Sanders successfully shares his gift along with cinematographer Greig Fraser, proving he has an eye for showing the beautiful and the bizarre, shying away from a copy-cat remake of the beloved classic.
Naturally, it began with a narrator giving the ‘once upon a time’ fairytale trademark but within minutes viewers are left neck-deep in a battle filled with action sequences showing armoured men slaying obsidian warriors with hooves of horses sinking into the ground, reminiscent of Peter Jackson’s Lord of the Rings. It is in this battle that the king finds the beautiful prisoner Ravenna, played by Charlize Theron, to take as his queen.

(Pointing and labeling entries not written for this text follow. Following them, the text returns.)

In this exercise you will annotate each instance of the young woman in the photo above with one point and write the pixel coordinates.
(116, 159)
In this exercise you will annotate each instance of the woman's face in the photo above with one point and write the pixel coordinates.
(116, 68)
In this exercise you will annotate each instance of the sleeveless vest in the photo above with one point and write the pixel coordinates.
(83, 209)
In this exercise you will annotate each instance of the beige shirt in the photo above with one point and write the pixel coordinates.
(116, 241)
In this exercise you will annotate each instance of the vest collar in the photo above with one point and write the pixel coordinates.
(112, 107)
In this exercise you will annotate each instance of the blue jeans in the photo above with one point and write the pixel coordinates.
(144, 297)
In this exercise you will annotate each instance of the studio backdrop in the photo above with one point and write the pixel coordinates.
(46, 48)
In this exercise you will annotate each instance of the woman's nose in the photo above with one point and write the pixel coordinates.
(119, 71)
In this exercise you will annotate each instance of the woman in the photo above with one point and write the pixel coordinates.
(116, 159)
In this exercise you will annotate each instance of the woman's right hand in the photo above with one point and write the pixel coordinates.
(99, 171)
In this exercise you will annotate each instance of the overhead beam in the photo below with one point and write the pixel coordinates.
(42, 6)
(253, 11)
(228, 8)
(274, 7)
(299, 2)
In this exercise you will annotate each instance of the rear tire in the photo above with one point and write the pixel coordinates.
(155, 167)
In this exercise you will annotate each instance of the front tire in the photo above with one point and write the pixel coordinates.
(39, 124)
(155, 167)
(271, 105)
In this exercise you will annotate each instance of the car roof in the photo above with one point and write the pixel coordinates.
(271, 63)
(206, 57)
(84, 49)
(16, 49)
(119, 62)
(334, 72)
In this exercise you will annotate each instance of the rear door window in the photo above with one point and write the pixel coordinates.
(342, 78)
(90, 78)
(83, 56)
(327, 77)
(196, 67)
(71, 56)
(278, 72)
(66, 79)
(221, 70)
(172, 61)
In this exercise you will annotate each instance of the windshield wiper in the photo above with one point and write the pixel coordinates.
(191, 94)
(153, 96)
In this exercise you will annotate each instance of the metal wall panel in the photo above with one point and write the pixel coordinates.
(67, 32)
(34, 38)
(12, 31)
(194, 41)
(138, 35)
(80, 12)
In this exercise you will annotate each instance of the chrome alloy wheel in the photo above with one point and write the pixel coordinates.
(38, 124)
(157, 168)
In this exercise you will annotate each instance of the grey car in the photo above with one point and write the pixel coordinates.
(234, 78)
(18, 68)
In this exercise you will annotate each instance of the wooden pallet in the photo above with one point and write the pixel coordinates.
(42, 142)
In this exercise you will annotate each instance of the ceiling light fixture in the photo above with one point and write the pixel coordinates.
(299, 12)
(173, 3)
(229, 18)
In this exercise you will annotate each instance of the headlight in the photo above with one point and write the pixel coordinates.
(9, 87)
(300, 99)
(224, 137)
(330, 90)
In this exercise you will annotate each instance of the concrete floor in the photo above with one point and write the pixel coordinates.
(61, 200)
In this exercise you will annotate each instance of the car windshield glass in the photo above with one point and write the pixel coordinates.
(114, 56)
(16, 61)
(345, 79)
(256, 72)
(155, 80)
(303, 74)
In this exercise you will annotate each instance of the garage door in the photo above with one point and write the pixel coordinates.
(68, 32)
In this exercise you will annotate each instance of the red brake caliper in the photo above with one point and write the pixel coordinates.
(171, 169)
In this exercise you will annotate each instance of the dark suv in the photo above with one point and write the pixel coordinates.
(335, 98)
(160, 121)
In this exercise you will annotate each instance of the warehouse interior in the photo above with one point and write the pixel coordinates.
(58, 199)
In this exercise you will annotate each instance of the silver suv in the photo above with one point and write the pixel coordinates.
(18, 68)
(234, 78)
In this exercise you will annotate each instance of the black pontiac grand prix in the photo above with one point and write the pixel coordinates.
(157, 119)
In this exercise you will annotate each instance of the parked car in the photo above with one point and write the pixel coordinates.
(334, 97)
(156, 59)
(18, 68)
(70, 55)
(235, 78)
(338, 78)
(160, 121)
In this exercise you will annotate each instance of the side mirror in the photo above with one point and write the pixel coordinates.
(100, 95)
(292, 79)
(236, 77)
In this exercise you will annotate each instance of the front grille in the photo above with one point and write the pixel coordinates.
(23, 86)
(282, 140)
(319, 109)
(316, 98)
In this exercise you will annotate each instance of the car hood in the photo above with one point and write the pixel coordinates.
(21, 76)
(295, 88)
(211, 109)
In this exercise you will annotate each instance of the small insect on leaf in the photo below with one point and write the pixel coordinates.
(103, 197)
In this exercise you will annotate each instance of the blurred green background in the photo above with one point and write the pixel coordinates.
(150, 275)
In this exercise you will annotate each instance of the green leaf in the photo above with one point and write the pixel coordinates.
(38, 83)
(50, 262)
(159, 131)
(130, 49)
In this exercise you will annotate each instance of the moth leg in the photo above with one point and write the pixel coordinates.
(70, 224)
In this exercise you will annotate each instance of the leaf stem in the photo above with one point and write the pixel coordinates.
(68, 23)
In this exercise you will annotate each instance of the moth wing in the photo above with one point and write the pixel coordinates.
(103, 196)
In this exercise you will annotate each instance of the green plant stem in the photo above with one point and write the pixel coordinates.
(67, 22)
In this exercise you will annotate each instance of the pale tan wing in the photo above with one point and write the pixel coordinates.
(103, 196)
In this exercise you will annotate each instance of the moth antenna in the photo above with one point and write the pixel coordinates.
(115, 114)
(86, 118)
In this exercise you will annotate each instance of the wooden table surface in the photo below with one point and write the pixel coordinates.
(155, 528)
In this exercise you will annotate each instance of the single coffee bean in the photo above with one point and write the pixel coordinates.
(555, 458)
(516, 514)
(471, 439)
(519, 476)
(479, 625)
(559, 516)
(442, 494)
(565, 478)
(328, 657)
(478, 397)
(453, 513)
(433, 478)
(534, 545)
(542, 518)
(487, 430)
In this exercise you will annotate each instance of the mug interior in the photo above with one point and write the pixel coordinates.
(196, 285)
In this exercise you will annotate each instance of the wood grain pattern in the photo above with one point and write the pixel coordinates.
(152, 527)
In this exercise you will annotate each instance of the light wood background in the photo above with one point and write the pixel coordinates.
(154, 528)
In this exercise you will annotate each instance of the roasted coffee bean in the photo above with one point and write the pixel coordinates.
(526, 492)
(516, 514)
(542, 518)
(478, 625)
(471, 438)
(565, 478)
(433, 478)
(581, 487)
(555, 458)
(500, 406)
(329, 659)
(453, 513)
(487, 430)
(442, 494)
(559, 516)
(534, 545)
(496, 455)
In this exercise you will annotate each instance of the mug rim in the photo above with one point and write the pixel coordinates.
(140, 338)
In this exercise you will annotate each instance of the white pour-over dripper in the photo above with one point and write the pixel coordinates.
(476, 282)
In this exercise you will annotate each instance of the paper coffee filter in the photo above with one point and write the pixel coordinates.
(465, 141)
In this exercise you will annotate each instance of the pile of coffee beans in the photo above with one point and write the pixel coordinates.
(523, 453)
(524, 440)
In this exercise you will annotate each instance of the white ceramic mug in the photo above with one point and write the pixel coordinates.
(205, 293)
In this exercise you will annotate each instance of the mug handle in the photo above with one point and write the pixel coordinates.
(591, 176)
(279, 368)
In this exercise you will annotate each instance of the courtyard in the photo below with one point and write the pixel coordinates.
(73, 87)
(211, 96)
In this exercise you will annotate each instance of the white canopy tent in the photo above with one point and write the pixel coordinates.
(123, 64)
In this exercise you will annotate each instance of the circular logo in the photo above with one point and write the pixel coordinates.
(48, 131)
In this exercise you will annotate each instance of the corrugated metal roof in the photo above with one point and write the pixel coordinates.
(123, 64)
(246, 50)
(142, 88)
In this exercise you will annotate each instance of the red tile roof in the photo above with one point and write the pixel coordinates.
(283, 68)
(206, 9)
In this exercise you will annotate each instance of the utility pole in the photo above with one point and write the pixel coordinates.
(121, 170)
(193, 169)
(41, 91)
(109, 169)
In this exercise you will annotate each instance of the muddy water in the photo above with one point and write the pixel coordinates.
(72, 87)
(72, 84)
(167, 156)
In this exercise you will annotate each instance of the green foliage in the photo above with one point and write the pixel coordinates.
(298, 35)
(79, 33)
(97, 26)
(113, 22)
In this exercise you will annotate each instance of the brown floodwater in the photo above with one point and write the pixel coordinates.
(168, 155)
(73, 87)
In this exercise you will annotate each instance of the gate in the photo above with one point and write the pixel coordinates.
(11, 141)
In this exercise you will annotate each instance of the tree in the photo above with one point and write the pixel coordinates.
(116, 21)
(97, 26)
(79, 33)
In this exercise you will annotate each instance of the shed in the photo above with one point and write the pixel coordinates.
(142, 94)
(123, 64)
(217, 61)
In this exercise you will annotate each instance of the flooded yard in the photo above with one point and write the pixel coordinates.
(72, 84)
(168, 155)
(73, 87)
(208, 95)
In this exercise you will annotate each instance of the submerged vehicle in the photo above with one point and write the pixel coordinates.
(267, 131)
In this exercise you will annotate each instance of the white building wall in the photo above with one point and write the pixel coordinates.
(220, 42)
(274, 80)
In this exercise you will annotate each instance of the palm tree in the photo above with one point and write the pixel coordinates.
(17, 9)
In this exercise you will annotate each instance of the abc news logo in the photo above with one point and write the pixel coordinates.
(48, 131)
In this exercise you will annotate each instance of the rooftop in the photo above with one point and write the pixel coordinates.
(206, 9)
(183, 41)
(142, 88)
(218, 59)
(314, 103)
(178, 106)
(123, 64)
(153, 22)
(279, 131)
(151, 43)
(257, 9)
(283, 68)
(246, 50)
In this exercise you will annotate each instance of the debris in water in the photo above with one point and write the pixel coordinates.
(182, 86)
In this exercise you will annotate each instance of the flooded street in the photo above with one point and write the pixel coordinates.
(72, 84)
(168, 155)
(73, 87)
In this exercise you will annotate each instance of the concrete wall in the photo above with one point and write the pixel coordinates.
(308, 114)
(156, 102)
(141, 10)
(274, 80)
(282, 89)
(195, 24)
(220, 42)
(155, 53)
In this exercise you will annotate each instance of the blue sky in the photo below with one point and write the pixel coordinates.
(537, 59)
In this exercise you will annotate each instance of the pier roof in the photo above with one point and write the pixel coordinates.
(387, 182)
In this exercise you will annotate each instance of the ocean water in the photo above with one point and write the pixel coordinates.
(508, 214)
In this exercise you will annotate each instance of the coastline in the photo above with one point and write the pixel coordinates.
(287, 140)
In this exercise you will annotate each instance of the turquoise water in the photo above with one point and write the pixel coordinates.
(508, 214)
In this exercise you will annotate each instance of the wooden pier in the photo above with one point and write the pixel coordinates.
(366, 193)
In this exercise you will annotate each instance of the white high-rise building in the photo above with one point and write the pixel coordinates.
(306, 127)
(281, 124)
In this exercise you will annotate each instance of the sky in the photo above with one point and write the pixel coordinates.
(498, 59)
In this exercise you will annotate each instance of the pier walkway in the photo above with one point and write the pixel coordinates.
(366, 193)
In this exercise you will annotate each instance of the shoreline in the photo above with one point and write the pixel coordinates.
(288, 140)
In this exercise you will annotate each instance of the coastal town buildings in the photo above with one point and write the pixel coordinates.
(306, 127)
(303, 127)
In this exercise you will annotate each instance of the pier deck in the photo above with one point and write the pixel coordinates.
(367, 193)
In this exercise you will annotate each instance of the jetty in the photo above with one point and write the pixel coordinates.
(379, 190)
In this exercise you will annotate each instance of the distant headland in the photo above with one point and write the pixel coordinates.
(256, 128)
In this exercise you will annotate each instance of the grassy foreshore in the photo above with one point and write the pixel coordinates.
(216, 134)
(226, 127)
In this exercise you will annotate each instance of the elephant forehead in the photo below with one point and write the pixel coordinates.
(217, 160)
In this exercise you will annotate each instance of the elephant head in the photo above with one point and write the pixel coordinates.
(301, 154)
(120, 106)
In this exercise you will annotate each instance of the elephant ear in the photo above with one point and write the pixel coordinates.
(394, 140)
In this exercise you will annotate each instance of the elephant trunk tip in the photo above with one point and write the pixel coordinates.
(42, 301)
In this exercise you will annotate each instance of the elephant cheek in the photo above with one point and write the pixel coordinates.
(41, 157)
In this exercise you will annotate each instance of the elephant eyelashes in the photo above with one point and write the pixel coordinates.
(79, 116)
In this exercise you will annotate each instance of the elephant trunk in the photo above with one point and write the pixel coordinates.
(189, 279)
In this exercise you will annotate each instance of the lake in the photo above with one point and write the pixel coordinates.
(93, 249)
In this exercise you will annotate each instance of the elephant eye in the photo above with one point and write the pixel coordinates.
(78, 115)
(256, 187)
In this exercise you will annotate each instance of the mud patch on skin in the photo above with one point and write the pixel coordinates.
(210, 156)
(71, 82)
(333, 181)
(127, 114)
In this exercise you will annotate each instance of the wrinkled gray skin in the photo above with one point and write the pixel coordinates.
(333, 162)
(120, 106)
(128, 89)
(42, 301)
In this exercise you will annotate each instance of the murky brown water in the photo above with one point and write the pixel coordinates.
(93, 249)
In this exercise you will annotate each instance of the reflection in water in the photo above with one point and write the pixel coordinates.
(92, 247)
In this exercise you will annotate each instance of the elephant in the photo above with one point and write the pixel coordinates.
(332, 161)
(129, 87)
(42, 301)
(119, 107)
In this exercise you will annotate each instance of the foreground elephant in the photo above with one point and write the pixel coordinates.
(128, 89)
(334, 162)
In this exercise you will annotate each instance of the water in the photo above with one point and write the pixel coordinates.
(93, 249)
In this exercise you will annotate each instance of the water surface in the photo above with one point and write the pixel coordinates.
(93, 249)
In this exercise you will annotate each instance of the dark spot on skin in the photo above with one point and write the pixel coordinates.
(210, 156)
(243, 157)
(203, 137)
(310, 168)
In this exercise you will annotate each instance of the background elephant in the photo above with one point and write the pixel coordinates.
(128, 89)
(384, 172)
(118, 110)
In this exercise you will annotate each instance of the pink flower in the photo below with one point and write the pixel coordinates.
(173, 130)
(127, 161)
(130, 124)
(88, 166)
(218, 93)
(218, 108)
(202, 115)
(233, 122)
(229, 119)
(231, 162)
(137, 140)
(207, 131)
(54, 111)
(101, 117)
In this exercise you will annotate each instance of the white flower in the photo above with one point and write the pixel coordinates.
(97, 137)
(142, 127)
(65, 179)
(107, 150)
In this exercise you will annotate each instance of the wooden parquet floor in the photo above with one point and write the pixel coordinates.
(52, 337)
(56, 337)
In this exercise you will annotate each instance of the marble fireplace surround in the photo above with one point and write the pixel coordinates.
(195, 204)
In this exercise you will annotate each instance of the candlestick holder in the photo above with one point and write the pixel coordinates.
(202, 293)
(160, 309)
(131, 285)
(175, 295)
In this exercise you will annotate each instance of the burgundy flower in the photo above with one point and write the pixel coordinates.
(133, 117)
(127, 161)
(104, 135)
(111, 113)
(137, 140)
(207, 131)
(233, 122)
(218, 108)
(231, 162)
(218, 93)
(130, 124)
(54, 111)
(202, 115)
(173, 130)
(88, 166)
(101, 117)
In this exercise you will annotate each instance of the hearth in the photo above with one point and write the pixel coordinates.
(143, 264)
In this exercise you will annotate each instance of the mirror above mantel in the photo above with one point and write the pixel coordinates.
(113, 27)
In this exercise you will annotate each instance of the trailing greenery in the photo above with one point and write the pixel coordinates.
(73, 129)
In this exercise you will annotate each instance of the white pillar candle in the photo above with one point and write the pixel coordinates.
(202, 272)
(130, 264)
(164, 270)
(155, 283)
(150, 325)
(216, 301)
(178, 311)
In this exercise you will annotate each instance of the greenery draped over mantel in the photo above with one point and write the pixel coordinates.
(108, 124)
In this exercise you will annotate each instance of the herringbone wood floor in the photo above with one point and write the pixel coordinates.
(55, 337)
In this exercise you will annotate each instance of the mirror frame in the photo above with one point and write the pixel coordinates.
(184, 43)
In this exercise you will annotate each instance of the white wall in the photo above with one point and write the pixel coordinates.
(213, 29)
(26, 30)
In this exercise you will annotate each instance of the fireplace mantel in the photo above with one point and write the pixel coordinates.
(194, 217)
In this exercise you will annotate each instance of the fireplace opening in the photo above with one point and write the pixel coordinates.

Seizing the throne, she kills the king and banishes her stepdaughter Snow White (Kristen Stewart) into a locked cell, turning the kingdom into a decaying mess. A few years later Snow flees the castle, which in turn results in Queen Ravenna sending Thor, who plays a drunkard and a huntsman, to capture her. He soon turns sides and helps Snow White run from the queen.
Sanders offers the audience a visually inventive and stunning adaptation. Even with this well-known fairytale, he shows a talent for unpredictability and impulsiveness.
There were moments where I was lost in the scenery and the abstract images, which were used to exaggerate the characters and costumes, giving life to the story.
With the dark forest, the queen bathing in thick milky liquid, the shattered glass and the dozens of crows insanely flapping, it symbolised the gothic nature behind the movie.
Theron offers a theatrical menace with an excellent performance as an over-the-top, soul-sucking, wicked witch. Her acting was strangely cathartic, but heigh-ho heigh-ho heigh-ho, the dwarfs stole the show from Snow! They added humour and heart to the movie as well as moments of action. With their singing and dancing they definitely heated up the second act.
It is when we are introduced to them that the only homage to Walt Disney is apparent, showing a psychedelic heaven complete with woodland creatures, fairies and brightly-coloured butterflies.
The only downside to the film is that the actual story never lives up to these exhilarating visual effects and optics.
In addition to this, the movie failed to explore any other characters other than Snow White and Queen Ravenna, making most, if not all, of the secondary actors useless. Of these are Snow White’s childhood friend Prince William and the 30-seconds we see of Lily Cole. Even the huntsman, who is mentioned in the title of the film, is weighed down giving him one scene of true emotion.
It may have been 20 minutes too long but the visuals alongside the more serious tone pulled off an entertaining, inventive version of a worn-out story not to mention the most compelling take on it thus far.
Sanders has taken the classic tale to its most menacing extreme. It’s not without flaws but offers a taste of what is yet to come from this director.